Bis auf weiteres im Institut Français, Kurfürstendamm 211

Das Motto zum zehnten Jubiläum von „Schauplatz Museum“ knüpft sich die eigene Institutionalisierung vor – „Brot und Spiele“. Dagegen ist die Arbeit des eingeladenen Koreaners Yong Deok Lee ungeheuer feinfühlig ausgefallen. Zunächst muß man sich aber im Baustellengestrüpp der Wallstraße zurechtfinden, und die Graffiti im Treppenhaus des Schulmuseums erinnern an Filme über Kids in der Bronx. Yong Deok Lee interessiert sich nicht für das zeitgemäße Jugendbandenwesen Ost, für „Kl. K 7d. 24.10. 1920. Berlin“ hat er ein Klassenfoto der Weimarer Republik, das er vor zwei Jahren auf dem Flohmarkt fand, in einer Skulpturengruppe rekonstruiert. Die Gesichter sind ausgemergelt, die Blicke ängstlich, der Erste Weltkrieg lag erst zwei Jahre zurück: „Wie haben sich solche Umstände auf die Kinder ausgewirkt?“ Damit begann Yongs Recherche: Auf dem Foto sind zwar die Namen von 33 Knaben und ihrem Lehrer Heise aufgeführt, aber sonst ist über die Schule nichts bekannt. Entsprechend anonym stehen die Siebtkläßler als uniform gestaltete Terrakottafiguren im Raum, nur die Köpfe wurden individuell modelliert. Dem figurativen Ensemble ist eine ebenso streng rhythmisierte Wandarbeit in der Art Christian Boltanskis beigefügt, die einzelnen Portraits wurden auf Bücherrücken aus Holz geklebt. Die Ränder sind unterschiedlich ausgefranst – für Yong Deok Lee das einzige verläßliche Zeichen einer privaten Lebensgeschichte.

Bis 28.2., Di.–Fr. 9–17 Uhr; Wallstraße 32

Selbst im Cyberspace sind Marcel Duchamps „Roto-Reliefs“ faszinierend. Die simple Bewegung der Flächen übt eben eine starke Sogwirkung aus – kaum ein Techno-Video, das nicht mit Fahrten durch rasant sich drehende Röhren arbeitet, als wäre die Kamera im Darmtrakt unterwegs. Kein schlechter Ausgangspunkt für eine Computerkünstlerin mit abgeschlossenem Medizinstudium: Tynne Claudia Pollmanns Video „Non Stop Pausing“ zeigt eine Art Tunnelschacht in permanenter Bewegung. Das Motiv wächst auf Bildschirmgröße an, dann zieht es sich wieder auf einen winzigen Kringel zusammen. Irgendwann scheint der Monitor wie in Cronenbergs „Videodrome“ zu pulsieren. Das Ganze ist ein Wahrnehmungsproblem: Wieso verbinden sich die ständig wechselnden Bildimpulse suggestiv zu einem natürlichen Ablauf?

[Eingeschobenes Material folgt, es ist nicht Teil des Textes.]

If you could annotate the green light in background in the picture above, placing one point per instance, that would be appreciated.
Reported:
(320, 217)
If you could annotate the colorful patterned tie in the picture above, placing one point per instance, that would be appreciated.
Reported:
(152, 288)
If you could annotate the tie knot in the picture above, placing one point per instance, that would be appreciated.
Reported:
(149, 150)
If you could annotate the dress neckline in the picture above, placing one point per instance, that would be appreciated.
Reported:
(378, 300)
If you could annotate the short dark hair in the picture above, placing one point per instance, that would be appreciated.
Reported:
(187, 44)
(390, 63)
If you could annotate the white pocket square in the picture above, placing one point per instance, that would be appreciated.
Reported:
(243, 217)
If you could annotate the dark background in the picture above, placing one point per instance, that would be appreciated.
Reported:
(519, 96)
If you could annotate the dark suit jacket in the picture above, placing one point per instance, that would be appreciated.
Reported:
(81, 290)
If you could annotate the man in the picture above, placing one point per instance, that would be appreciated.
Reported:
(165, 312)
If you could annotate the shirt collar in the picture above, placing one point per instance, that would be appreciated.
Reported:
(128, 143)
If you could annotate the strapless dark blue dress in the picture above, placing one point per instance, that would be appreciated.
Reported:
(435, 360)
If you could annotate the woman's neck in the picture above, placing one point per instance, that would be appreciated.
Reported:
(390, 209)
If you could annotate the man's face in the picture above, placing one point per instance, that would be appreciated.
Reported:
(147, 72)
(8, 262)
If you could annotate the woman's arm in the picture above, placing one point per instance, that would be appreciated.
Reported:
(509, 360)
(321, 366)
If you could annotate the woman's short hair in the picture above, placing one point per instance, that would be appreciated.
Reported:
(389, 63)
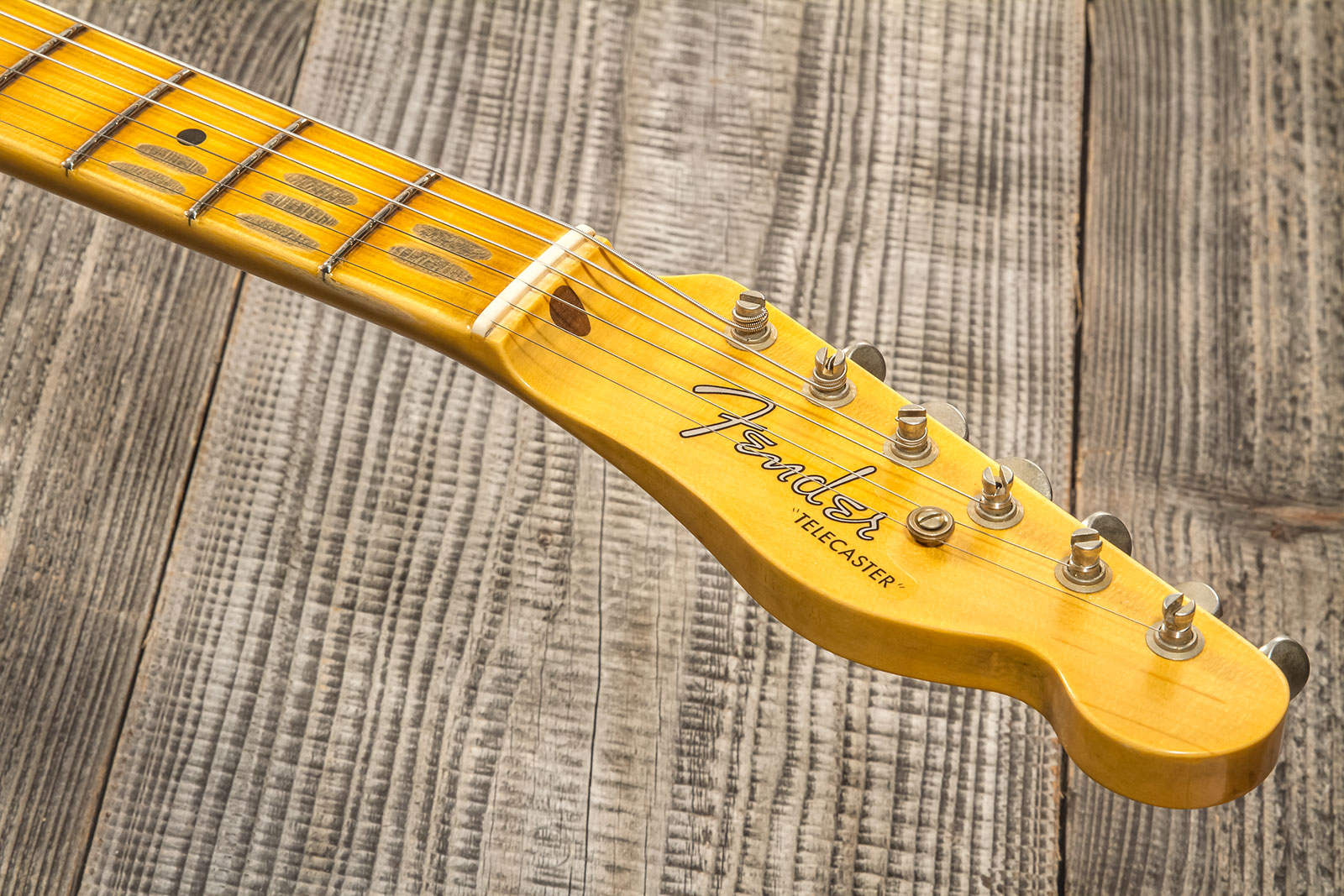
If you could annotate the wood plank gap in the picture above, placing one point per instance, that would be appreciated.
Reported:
(1084, 147)
(105, 774)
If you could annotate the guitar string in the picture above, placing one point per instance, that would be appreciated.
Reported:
(652, 344)
(333, 128)
(649, 372)
(394, 202)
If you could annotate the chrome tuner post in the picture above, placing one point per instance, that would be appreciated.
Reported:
(869, 356)
(1290, 658)
(752, 327)
(1176, 637)
(995, 506)
(1205, 597)
(911, 443)
(1028, 473)
(949, 417)
(830, 382)
(931, 526)
(1084, 570)
(1113, 530)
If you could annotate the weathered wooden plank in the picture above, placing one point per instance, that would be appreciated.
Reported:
(414, 638)
(111, 340)
(1213, 391)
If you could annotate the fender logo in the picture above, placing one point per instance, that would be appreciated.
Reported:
(812, 488)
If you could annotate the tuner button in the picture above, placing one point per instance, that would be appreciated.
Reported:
(1028, 473)
(830, 382)
(869, 356)
(1290, 658)
(1205, 597)
(911, 443)
(1084, 570)
(949, 417)
(1113, 530)
(750, 325)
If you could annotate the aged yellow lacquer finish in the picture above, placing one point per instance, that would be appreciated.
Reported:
(721, 436)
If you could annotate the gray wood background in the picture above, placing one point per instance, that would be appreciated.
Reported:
(289, 605)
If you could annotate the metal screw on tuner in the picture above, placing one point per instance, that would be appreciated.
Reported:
(995, 506)
(1028, 473)
(1084, 570)
(1290, 658)
(830, 382)
(931, 526)
(911, 443)
(752, 327)
(1176, 637)
(1112, 528)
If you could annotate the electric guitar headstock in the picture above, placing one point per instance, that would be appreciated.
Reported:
(871, 527)
(866, 523)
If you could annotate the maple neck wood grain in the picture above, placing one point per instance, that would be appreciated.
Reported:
(248, 181)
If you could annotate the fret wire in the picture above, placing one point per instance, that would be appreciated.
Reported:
(378, 221)
(248, 164)
(987, 533)
(47, 46)
(104, 134)
(622, 358)
(457, 181)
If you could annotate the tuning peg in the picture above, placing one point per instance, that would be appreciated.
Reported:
(1175, 637)
(830, 383)
(1084, 570)
(869, 356)
(1115, 531)
(1028, 473)
(911, 443)
(750, 325)
(1290, 658)
(949, 417)
(1203, 595)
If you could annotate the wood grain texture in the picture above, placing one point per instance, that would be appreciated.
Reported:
(416, 640)
(1213, 387)
(111, 342)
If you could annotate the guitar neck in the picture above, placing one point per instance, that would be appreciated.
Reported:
(207, 164)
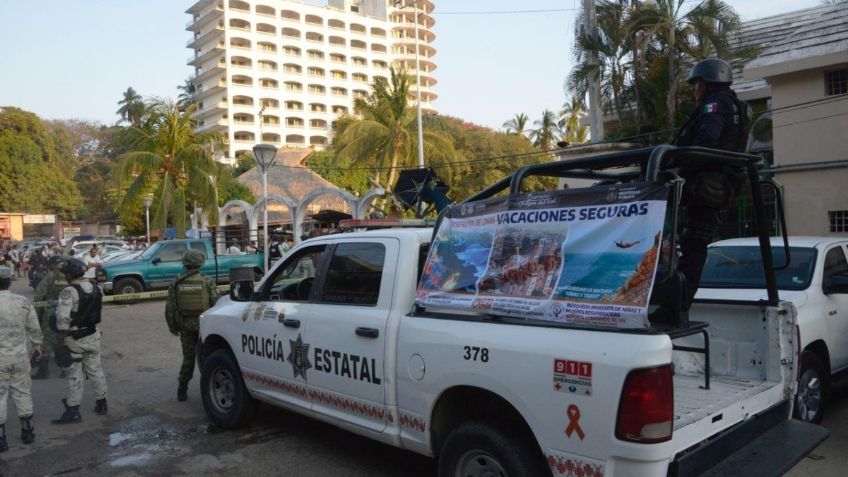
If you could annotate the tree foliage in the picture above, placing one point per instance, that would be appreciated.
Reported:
(33, 166)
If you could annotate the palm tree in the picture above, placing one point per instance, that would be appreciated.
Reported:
(132, 107)
(386, 136)
(187, 93)
(517, 124)
(172, 161)
(545, 134)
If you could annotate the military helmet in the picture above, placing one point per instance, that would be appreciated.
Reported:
(194, 259)
(74, 268)
(711, 70)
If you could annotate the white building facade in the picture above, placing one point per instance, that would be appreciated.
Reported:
(282, 71)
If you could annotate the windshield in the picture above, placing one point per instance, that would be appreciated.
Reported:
(742, 267)
(151, 251)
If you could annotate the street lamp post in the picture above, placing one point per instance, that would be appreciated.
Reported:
(264, 155)
(148, 201)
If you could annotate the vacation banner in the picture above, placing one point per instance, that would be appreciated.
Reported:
(585, 256)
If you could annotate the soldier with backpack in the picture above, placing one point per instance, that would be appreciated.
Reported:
(189, 296)
(78, 340)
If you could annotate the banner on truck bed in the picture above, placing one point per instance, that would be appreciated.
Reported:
(584, 256)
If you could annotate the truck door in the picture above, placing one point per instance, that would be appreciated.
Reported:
(836, 307)
(167, 264)
(273, 343)
(347, 332)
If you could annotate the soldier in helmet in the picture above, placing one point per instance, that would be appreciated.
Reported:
(189, 296)
(18, 330)
(48, 290)
(719, 122)
(77, 316)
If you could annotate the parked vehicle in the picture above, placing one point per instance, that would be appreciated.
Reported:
(158, 266)
(816, 282)
(341, 330)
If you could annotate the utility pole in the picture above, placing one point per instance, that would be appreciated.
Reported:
(596, 111)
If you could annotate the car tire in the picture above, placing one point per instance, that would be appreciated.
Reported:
(225, 397)
(479, 448)
(126, 286)
(813, 384)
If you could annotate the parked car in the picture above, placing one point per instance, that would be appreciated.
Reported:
(158, 266)
(816, 282)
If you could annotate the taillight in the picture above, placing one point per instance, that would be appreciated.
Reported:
(646, 409)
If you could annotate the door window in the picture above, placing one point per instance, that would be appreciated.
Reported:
(293, 280)
(354, 274)
(172, 252)
(835, 263)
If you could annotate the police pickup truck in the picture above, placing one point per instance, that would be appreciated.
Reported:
(516, 339)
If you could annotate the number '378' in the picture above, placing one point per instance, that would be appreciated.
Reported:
(476, 353)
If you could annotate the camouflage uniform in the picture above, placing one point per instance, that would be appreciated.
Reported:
(48, 289)
(85, 351)
(18, 328)
(186, 323)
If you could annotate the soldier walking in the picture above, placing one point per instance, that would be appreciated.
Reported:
(189, 296)
(77, 316)
(18, 325)
(48, 290)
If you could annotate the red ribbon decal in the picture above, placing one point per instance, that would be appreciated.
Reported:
(573, 414)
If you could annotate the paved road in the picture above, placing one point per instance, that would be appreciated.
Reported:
(147, 432)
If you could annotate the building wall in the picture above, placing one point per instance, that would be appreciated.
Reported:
(812, 133)
(305, 63)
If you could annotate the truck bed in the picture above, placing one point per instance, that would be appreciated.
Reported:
(692, 402)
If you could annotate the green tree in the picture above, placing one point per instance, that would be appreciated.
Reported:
(172, 161)
(545, 134)
(131, 107)
(386, 136)
(517, 125)
(34, 158)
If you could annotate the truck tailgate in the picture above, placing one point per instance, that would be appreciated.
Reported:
(766, 445)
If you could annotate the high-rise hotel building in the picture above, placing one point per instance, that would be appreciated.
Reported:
(281, 71)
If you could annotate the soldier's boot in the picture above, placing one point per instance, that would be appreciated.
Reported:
(27, 431)
(100, 407)
(70, 416)
(43, 369)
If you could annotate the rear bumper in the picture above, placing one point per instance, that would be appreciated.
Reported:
(767, 444)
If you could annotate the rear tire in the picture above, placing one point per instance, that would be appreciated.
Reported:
(480, 449)
(813, 385)
(226, 399)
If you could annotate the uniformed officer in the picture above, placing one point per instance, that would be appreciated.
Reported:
(18, 328)
(719, 122)
(189, 296)
(48, 290)
(77, 316)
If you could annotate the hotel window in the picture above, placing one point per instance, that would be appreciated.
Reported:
(838, 220)
(836, 82)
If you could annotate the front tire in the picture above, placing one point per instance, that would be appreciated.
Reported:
(480, 449)
(812, 389)
(226, 399)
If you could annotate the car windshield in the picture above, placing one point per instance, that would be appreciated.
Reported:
(742, 267)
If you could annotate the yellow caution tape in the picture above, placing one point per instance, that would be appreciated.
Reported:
(130, 296)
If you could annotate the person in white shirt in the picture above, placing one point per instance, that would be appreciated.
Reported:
(92, 262)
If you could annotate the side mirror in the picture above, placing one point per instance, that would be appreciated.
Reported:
(241, 290)
(835, 284)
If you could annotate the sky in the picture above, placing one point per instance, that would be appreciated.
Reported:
(64, 59)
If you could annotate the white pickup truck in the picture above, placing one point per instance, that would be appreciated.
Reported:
(816, 282)
(333, 331)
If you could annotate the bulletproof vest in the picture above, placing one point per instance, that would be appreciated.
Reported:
(192, 295)
(88, 308)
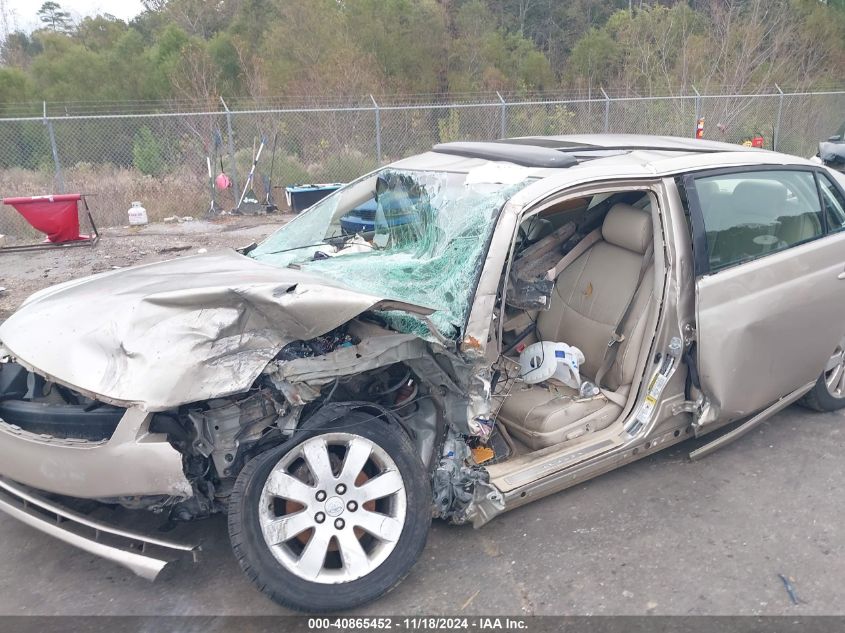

Auch die Arbeiten des 1954 geborenen Amerikaners Troy Brauntuch siedeln sich an einem blinden Fleck an: Auf schwarzer Baumwolle entstehen mit hauchdünner weißer Farbe Bilder kurz vor dem Verschwinden. Mitunter hat man das Gefühl, Negative zu betrachten. Dieser Unnahbarkeit sind die Motive wiederum entgegengesetzt; Brauntuch benutzt Zeitungsausschnitte von Unfallfotos. Dann steht man vor Sterbebetten oder einem längst vergessenen U-Bahn-Desaster in New York, deren Schockmoment weich in den Gemälden verlöscht – oder eben erst aufsteigt, wie ein Foto im Entwicklerbad.

Bis 8.2., Mi.–Fr. 15–19, Sa 12–19 Uhr, Galerie Rainer Borgemeister, Hackesche Höfe, Rosenthaler Platz 40/41

Es ist die Sturheit von Sean Landers, über die sich andere Maler aufregen. Statt am Polit- Diskurs mitzupinseln, zieht sich der Mittdreißiger aus New York auf konventionelle Genres wie Landschaftsmalerei zurück. Mannshohe Ölschinken mit dem Kilimandscharo im Hintergrund – kann das gutgehen?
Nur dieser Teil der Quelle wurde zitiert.